II/ Orientation d’Action sociale suite aux échanges sur la revue des prestations
Au vu des tensions budgétaires le secrétariat général a présenté des orientations générales qui ont vocation à être mises en œuvre par le bureau RH3A tout en tenant compte du Contrat d’Objectfs et de Moyens 2027-2029
Les propositions avancées sont les suivantes :
Concernant la restauration :
il s’agit de favoriser la tarification au plat ;
et de développer des systèmes de cafétéria à l’image de ce qui se fait à Bercy ou dans certains RIA.
Il n’est pas concevable de multiplier les points de « mal bouffe » dans le réseau.
Pour la CGT Finances, le résultat de l’expérimentation de la tarification au plat a bien fait l’objet d’un bilan, mais les résultats ne se sont pas montrés concluants.
Concernant les vacances,
le SG annonce prioriser les Vacances Enfants et les colonies.
un point en 2027 sera effectué sur le devenir des résidences.
Pour la CGT Finances, la volonté du Secrétariat général de vouloir faire un point, n’est pas de bon augure.
Après avoir vendu un nombre indécent de résidences faute d’entretien régulier, les quelques résidences restantes pourraient connaître le même sort.
Quant à la résidence de la Baule, en train de faire peau neuve, serait-elle menacée ? Un promoteur du privé pourrait fort bien être intéressé par le rachat d’un site aussi attractif.
Concernant les logements,
le Secrétariat général affiche sa volonté de prioriser les attributions de logements en réorientant une partie des crédits consacrés aux aides et prêts dans afin de maintenir la politique réservataire de logements.
Toutefois ces aides et prêts pourraient être revus à la baisse en 2027.
Pour la CGT Finances, au vu du nombre d’agent·es en ayant bénéficié, ces dispositifs ne peuvent disparaître ou même être mis en danger.
Concernant la parentalité,
Le Secrétariat général adaptera le soutien proposé aux parents et particulièrement aux parents d’enfants en situation de handicap.
Concernant les associations culturelles :
Le Secrétariat général propose la mise en place de synergies à leur niveau.

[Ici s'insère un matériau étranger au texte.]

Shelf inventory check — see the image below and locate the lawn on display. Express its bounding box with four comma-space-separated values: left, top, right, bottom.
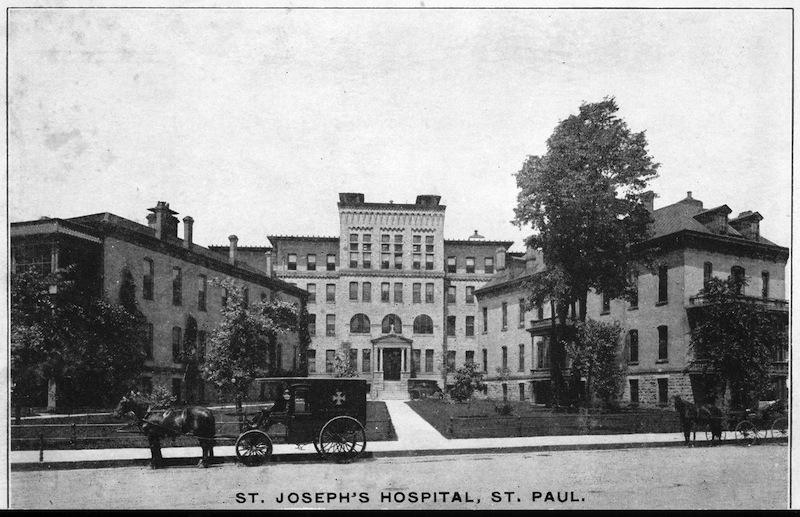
11, 401, 397, 450
407, 399, 680, 438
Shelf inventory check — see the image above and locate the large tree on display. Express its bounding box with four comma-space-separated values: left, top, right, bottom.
690, 275, 788, 408
202, 280, 299, 409
514, 98, 658, 404
11, 268, 145, 407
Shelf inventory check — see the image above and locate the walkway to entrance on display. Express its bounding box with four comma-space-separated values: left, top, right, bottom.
383, 400, 448, 449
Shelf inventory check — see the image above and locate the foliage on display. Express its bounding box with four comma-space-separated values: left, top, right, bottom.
11, 268, 145, 405
449, 362, 484, 402
689, 276, 787, 407
202, 279, 298, 405
514, 98, 658, 403
567, 318, 626, 407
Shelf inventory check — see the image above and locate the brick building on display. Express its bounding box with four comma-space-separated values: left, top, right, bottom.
216, 193, 512, 398
475, 192, 789, 405
10, 201, 307, 405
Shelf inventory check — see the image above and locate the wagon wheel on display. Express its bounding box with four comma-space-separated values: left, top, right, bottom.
736, 420, 758, 445
235, 429, 272, 467
771, 416, 789, 438
319, 416, 367, 463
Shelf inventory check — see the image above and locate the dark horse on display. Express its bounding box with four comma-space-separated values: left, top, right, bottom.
114, 396, 214, 469
675, 395, 722, 445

Il s’agirait d’unifier les parcours pour les adhérent·es et de réduire les charges de fonctionnement des opérateurs.
Pour la CGT Finances, parler « d’échanges » est un euphémisme, puisque dès le départ, nous avons refusé de prendre part à cette parodie de dialogue sociale, refusant d’être associé·es à la destruction de notre action sociale.

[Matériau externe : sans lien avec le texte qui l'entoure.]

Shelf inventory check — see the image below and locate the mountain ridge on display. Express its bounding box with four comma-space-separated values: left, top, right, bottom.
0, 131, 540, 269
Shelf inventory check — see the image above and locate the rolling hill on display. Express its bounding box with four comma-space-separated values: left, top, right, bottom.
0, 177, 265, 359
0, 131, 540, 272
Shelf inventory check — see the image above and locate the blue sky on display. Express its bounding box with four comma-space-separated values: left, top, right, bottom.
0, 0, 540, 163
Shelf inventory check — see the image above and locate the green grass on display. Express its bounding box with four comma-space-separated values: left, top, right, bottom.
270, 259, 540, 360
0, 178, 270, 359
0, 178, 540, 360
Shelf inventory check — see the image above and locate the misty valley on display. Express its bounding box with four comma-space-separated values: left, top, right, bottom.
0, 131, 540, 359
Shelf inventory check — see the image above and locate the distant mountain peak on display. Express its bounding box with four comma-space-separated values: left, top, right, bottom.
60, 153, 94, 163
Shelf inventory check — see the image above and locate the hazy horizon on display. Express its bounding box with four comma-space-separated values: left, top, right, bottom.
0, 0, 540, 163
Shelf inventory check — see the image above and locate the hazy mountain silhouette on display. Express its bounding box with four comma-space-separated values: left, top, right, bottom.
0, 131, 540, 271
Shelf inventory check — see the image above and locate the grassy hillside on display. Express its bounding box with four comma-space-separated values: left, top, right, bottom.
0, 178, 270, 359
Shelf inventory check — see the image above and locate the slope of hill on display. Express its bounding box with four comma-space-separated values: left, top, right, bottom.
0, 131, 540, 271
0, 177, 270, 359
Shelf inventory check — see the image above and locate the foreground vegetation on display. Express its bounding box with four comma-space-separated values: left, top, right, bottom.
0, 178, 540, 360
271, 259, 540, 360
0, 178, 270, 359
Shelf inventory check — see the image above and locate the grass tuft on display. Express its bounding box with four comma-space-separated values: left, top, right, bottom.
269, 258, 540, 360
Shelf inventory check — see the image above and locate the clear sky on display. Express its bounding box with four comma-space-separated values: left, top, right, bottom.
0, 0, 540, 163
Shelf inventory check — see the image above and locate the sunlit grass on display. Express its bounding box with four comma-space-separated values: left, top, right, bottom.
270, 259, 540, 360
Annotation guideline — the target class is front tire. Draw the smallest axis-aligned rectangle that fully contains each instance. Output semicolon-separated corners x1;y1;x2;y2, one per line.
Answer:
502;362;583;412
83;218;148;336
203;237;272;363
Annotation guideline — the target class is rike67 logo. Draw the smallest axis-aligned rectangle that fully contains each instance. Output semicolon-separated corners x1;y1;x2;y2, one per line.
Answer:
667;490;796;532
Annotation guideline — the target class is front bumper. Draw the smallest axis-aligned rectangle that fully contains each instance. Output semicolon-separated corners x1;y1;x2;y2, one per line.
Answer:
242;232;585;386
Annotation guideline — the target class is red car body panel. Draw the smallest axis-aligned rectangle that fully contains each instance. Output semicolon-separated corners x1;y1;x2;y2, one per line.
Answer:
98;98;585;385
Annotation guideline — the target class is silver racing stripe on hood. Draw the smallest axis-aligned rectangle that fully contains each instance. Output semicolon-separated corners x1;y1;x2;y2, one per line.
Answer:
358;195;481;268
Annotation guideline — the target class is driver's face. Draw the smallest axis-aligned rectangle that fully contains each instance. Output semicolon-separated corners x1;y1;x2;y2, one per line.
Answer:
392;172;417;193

L’insuffisance des moyens consacrés à l’action sociale dans un contexte de recul organisé des garanties collectives, a gravement contribué à dégrader les conditions de vie des personnels confrontés à un point d’indice gelé et à une perte de pouvoir d’achat toujours plus conséquente.
A la question posée par l’ensemble des Organisations syndicales sur les marges de manœuvre dont elles jouissent pour faire infléchir le Secrétariat général sur cette feuille de route, il a été répondu qu’à la marge elles pourraient infléchir leur décision.

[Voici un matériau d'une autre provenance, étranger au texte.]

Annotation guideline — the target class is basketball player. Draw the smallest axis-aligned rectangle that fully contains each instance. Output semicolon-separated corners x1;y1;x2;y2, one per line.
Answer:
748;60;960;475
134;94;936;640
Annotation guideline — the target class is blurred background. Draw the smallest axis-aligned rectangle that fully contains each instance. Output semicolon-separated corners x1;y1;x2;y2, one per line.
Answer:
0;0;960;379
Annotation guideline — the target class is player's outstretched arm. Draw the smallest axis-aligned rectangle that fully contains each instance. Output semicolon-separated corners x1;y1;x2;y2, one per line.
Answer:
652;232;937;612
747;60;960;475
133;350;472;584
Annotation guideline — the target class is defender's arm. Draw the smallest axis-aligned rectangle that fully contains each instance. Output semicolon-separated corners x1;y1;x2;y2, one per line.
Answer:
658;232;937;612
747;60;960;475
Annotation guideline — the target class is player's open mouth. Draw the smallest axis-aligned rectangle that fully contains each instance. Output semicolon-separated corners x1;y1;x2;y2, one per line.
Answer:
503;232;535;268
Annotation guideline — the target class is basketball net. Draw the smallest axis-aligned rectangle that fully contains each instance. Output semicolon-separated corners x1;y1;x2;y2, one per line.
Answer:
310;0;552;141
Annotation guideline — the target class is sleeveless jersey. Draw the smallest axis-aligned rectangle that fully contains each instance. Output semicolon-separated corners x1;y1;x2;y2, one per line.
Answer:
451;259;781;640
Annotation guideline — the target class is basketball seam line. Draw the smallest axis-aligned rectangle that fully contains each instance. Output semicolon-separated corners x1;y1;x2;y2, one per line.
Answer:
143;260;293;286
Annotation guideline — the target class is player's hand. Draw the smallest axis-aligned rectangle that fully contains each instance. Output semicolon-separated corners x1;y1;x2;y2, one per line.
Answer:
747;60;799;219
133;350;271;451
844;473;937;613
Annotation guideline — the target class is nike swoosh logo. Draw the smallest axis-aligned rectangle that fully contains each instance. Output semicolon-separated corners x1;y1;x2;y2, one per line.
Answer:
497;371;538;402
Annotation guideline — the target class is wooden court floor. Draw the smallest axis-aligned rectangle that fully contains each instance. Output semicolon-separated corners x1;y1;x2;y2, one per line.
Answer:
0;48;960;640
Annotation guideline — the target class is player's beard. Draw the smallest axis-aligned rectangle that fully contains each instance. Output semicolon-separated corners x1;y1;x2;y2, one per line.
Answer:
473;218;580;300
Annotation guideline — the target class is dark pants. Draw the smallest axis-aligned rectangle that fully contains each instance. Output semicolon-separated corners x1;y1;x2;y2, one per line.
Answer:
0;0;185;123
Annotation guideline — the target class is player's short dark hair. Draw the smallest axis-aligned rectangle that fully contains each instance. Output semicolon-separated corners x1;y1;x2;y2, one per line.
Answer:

Toutefois en demandant quelques précisions, il nous a été répondu que nous pourrions intervenir par exemple sur le choix des produits vendus dans les cafétérias telles que des sandwichs. En clair nous pourrons choisir entre la roquette ou le pesto !
Au vu de la réponse apportée à notre souhait de participer activement à l’élaboration de la feuille de route, l’ensemble des OS a quitté la séance.
Pour la CGT Finances, à l’heure ou le budget devrait très prochainement faire l’objet de discussions, il n’est pas acceptable que les représentants du ministère se contentent d’une politique à minima au détriment des conditions de vie des agent·es.